La Chronique Agora

La bulle du pétrole, une illusion de plus ?

▪ 2014 touche à sa fin. Il fait de plus en plus sombre à cette époque de l’année. La Fed ne semble pas en mesure d’y faire quoi que ce soit.

Dans moins d’une semaine, nous connaîtrons le jour le plus court de l’hémisphère nord. Ensuite, le sol invictus reprendra ses droits… et les jours rallongeront jusqu’au 21 juin.
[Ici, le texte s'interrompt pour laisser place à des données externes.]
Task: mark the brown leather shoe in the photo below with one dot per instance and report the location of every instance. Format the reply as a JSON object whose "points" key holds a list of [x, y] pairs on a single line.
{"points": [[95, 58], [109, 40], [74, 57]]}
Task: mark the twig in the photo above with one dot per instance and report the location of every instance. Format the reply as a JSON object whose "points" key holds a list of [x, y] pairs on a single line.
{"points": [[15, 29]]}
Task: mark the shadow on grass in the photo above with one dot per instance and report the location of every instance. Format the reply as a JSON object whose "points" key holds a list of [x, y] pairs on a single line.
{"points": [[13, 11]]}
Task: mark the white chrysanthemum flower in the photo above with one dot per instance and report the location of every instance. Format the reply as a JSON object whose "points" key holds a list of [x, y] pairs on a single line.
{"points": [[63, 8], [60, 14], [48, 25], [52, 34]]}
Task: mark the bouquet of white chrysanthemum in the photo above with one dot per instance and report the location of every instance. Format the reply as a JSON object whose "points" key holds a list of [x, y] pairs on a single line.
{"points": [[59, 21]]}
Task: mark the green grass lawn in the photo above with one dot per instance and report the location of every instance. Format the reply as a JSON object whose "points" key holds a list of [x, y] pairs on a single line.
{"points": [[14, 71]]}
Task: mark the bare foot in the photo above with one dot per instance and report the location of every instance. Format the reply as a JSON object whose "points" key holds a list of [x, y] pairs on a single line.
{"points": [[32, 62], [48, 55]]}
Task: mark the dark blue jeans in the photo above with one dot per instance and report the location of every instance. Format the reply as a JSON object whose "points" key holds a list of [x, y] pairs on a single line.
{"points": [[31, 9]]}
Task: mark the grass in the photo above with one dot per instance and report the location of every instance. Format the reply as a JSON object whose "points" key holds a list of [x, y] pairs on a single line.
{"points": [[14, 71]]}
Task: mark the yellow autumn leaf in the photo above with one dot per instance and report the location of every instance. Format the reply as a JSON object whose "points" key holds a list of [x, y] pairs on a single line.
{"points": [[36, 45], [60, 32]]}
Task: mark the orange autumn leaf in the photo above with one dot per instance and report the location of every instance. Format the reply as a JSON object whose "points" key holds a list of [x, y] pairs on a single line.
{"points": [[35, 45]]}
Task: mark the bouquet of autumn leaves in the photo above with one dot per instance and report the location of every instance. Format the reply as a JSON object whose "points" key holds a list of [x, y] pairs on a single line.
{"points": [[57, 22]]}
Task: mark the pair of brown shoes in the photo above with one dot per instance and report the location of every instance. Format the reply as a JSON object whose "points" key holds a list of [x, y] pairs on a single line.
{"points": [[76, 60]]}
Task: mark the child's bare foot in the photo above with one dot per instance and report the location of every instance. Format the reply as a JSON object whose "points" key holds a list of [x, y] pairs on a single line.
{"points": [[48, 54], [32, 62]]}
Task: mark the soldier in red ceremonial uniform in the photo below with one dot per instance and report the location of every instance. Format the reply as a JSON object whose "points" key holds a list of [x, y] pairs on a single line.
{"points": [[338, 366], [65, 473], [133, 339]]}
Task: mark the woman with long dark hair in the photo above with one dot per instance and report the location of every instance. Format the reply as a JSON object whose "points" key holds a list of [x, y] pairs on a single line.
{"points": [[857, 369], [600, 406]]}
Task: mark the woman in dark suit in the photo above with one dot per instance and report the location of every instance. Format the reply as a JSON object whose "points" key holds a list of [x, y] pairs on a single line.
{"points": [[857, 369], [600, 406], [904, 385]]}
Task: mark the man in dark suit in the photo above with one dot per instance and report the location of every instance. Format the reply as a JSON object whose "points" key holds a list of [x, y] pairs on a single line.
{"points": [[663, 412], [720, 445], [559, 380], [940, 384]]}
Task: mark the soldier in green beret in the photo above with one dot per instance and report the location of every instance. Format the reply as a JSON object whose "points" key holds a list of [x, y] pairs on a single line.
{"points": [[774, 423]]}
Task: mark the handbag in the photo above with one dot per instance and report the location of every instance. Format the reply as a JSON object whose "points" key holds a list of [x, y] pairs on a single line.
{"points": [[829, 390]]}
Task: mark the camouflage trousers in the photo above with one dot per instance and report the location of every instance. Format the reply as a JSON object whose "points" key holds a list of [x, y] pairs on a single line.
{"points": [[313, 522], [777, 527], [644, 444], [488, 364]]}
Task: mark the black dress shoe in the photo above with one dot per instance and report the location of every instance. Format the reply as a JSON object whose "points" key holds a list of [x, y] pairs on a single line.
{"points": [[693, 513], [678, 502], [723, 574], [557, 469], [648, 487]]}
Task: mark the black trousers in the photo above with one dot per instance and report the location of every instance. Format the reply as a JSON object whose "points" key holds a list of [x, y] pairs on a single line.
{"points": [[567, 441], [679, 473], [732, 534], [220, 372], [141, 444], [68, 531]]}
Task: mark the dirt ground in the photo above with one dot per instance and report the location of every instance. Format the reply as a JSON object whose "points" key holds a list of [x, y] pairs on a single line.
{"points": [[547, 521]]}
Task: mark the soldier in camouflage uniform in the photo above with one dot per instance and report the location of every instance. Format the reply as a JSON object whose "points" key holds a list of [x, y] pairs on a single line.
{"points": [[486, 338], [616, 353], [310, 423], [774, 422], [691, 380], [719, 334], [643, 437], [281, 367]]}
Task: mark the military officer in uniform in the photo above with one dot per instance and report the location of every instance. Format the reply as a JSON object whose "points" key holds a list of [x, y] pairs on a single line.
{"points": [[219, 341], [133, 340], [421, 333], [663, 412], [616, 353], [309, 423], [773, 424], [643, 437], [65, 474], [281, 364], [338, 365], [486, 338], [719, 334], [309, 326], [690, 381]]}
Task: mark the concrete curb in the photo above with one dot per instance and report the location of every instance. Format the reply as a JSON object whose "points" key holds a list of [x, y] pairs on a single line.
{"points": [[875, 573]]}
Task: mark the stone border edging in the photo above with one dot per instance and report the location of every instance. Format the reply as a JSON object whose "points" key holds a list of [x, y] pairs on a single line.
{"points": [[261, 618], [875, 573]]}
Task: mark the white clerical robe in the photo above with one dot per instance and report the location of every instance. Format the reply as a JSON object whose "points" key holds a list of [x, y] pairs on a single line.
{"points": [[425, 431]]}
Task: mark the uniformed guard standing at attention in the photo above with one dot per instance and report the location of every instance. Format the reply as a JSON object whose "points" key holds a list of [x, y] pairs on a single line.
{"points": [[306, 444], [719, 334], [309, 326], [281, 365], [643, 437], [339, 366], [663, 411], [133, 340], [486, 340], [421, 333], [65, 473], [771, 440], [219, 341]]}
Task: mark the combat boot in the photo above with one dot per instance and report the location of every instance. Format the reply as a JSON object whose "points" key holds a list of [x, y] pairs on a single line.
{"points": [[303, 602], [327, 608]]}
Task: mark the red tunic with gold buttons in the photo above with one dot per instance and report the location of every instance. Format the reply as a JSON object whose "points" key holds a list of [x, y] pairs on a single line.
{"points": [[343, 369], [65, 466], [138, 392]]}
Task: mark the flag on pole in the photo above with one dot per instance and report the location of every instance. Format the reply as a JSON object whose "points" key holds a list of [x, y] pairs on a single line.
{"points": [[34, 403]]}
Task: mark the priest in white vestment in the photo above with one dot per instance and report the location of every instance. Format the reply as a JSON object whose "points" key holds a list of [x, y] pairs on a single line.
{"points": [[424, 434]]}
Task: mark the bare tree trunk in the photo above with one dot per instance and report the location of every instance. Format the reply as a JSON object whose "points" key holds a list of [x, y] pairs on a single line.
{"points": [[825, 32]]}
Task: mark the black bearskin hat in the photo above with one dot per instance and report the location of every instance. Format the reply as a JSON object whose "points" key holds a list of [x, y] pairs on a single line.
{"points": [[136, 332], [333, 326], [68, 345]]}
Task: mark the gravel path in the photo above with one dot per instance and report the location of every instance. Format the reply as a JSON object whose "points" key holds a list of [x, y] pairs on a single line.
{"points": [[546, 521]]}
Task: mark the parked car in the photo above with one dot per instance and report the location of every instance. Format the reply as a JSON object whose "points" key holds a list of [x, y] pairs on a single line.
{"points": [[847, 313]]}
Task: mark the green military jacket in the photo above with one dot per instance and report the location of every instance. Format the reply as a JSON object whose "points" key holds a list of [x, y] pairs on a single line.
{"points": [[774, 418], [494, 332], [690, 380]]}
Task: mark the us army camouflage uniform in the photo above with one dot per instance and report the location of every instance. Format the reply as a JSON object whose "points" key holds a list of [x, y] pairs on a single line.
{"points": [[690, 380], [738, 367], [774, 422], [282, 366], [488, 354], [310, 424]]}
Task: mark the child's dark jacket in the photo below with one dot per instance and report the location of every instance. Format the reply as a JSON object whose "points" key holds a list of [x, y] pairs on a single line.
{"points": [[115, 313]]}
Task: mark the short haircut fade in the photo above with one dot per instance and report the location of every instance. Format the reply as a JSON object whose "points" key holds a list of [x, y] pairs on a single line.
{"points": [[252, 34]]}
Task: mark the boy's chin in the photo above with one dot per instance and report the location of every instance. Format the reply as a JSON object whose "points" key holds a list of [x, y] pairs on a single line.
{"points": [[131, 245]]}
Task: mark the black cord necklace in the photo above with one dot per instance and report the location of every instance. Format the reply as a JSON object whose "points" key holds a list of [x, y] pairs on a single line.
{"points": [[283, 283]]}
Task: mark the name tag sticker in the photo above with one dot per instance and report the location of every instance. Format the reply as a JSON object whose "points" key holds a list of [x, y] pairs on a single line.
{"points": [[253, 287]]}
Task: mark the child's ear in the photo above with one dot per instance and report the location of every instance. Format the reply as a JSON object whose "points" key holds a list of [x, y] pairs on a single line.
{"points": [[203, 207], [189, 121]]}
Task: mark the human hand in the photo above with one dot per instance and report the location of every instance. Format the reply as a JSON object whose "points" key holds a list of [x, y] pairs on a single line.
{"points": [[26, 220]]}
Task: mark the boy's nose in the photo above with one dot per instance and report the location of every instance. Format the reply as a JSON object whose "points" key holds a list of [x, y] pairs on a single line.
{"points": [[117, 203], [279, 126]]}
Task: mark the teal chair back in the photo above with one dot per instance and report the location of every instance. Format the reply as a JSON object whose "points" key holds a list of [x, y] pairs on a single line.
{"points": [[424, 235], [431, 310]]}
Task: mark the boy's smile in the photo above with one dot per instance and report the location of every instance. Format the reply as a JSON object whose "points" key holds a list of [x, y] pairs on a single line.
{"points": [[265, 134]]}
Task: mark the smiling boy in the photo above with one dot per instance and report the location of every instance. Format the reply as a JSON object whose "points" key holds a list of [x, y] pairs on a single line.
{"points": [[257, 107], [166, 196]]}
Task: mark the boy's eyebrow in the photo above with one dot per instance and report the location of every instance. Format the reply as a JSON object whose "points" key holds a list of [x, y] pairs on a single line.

Avant-hier était le premier jour des Saturnales ; le soleil s’efface. Cette fête de la Rome antique était prétexte à un renversement des rôles. Pour une fois, les maîtres servaient leurs esclaves — et tous profitaient d’une journée de jeux et d’ivresse.

A Washington, un groupe d’hommes en costume prenait le petit-déjeuner à une table voisine de la nôtre :

"Nous avons une bien meilleure chance aujourd’hui".

"Oui… j’ai parlé à Mitchell… Je pense qu’on peut faire passer ça cette fois-ci. Mais il faut être patient".

"Bon sang, ça fait trois ans qu’on attend".

"Oui, mais c’était avant novembre… on a une bien meilleure chance maintenant".

Nous sommes assis dans le hall de notre hôtel, les pieds sur un tabouret — attendant que quelqu’un se présente pour les laver. Pour l’instant, personne ne semble intéressé. Les Saturnales et leur renversement des rôles n’ont pas laissé de traces sur la capitale américaine — pour l’instant.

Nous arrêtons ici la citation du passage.